The problem may be solved by increase the number of retries to a sufficiently large number say (the maximum mapper slots) / 256. But the performance is not good since a client could wait up to (3 * #_of_retires) seconds.
A common case we see is that a read request can be served well less than 3 sec (could be just subsecond). And it is a wait of time to wait 3 seconds and let another bunch of 256 clients read the same block. So we propose the following change in the DFSClient to introduce a random factor to the wait time. So instead of being a fixed value 3000 as the wait time, it becomes the following formular:
waitTime = 3000 * failures + 3000 * (failures + 1) * rand(0, 1);
where failures is the number of failures (starting from 0), and rand(0, 1) returns a random double from 0.0 to 1.0.
The rationale behind this formula is as follows:
1) At the first time getting a BlockMissingException, the client waits a random time from 0-3 seconds and retry. If the block read can be served very quickly, the client get get it faster than always waiting for 3 sec. Also by distributing all clients evenly in the 3 sec window, more clients will be served for this round of retry.
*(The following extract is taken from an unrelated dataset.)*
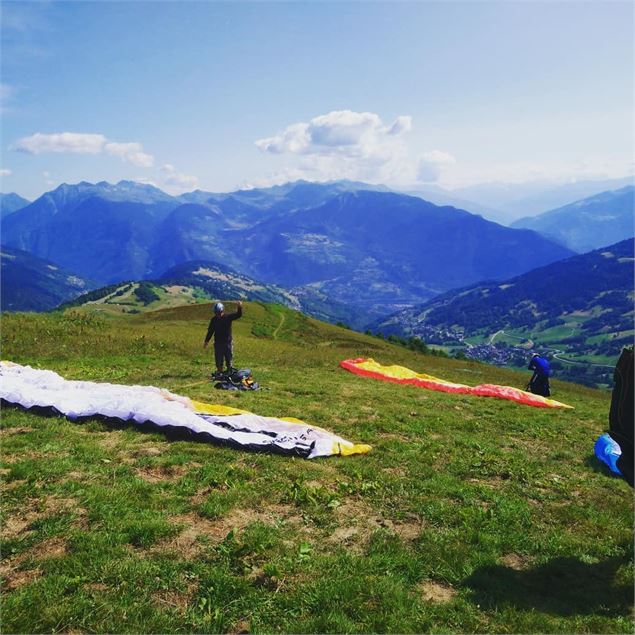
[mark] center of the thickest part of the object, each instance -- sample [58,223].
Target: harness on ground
[235,380]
2) If the client still get the same exception and retry at the second time, it may be because the read is too slow or the number of requests are too large and the client is not lucky to ensure a spot in the last retry. To solve the first problem the second retry will wait 3 seconds before retry to ensure all clients in the first retry has already at least started (and hopefully some of them have already finished). To solve the second problem, we will increase the waiting window to 6 seconds and make sure less conflicts are there for the 3rd retry.
3) Similarly at the 3rd retry, we will wait for 6 second to clean up the waiting window from the 2nd retry and make the waiting window to 9 seconds.
Any comments on the design and proposal for unit test?